Parts of England are in "crippling drought" with some rivers and groundwater levels lower than in 1976, it has been warned ahead of a Government summit on the issue.
As the South East looks set to follow eastern England into drought, the Environment Department is convening a meeting of water companies, farmers and wildlife groups to discuss potential water shortages.
It comes after the latest Environment Agency briefing said parts of eastern England continue to be drought-afflicted, while swathes of the South East are still affected by dry weather.
They would need well above average rainfall over the next few months for groundwater levels to recover, but the Midlands, Anglian region and South East all had below average rainfall in January.
Ahead of the summit, Thames Water said it was no longer a question of whether there would be a drought in its area, only when and how bad it would be. Richard Aylard, sustainability director for Thames Water said the Thames Valley and London had received below-average rainfall for 18 months of the last 23 months.
Flows in the River Lee, which goes through Hertfordshire and north east London, are less than a quarter (24%) than the long-term average for the waterway, while the Kennet in Wiltshire has seen flows of less than a third (31%) of average levels.
The Kennet has dried up completely to the west of Marlborough. The Angling Trust's chief executive Mark Lloyd said the river should be "10 to 15 yards wide but it's a pile of stones that you can walk across in ordinary shoes".
The Darent, in Kent, is at exceptionally low levels, as is the Wye in Surrey, while a number of other rivers are well below normal levels.

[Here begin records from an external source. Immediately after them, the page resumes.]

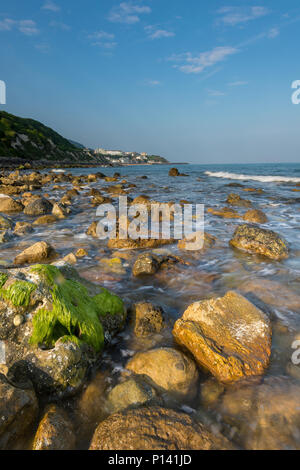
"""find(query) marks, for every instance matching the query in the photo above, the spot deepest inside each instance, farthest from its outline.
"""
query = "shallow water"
(274, 286)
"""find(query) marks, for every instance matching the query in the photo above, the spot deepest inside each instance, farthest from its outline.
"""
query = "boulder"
(131, 392)
(154, 428)
(174, 172)
(55, 431)
(228, 336)
(236, 200)
(40, 206)
(66, 322)
(23, 228)
(255, 216)
(18, 411)
(226, 212)
(40, 251)
(167, 369)
(146, 319)
(45, 220)
(5, 223)
(8, 204)
(264, 242)
(145, 264)
(197, 241)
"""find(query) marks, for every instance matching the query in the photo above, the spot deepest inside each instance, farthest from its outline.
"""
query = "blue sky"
(197, 81)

The lack of rain has also seen groundwater levels drop significantly, and in some areas they are below the levels seen in the drought year of 1976.

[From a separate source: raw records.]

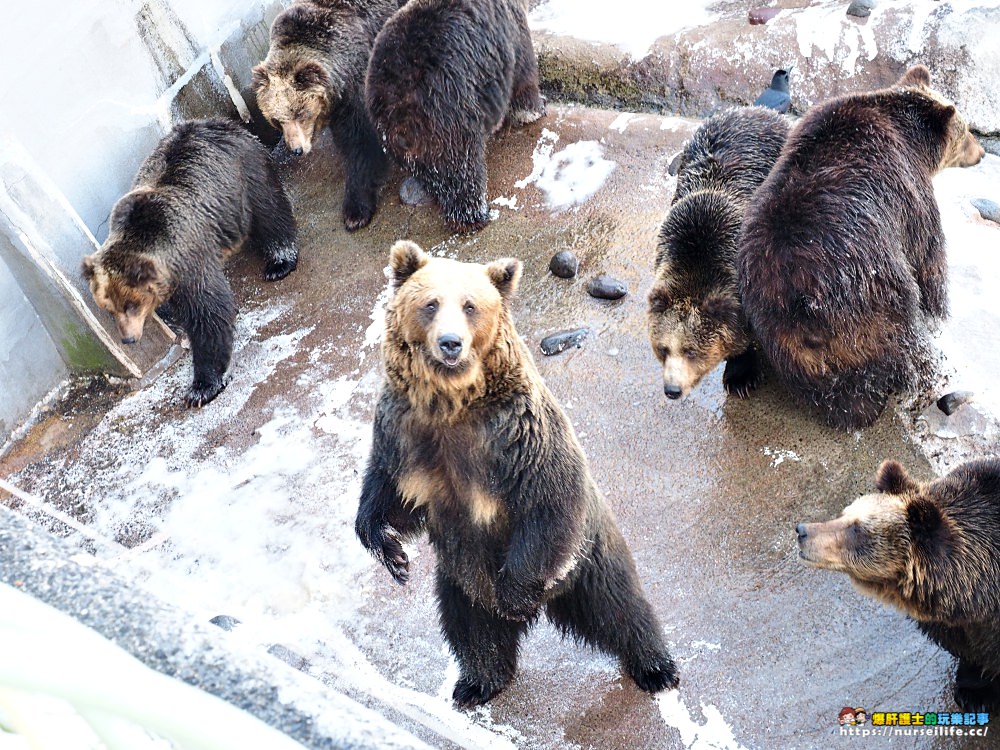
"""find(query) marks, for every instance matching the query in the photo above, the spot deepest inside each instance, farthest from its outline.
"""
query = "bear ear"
(310, 75)
(505, 275)
(405, 259)
(918, 75)
(87, 267)
(659, 300)
(892, 479)
(259, 77)
(138, 270)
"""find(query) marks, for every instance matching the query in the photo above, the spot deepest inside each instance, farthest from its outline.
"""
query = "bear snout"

Thames Water is urging people to save water, for example by turning off the tap while cleaning their teeth or taking shorter showers, fixing leaks and only washing full loads of laundry, in the face of potential shortages.
Ahead of the summit, Environment Secretary Caroline Spelman said: "All of our activity is going to be carefully coordinated so that we are able to minimise the effects of unpredictable water availability and support people in doing the right thing in taking sensible measures to save water."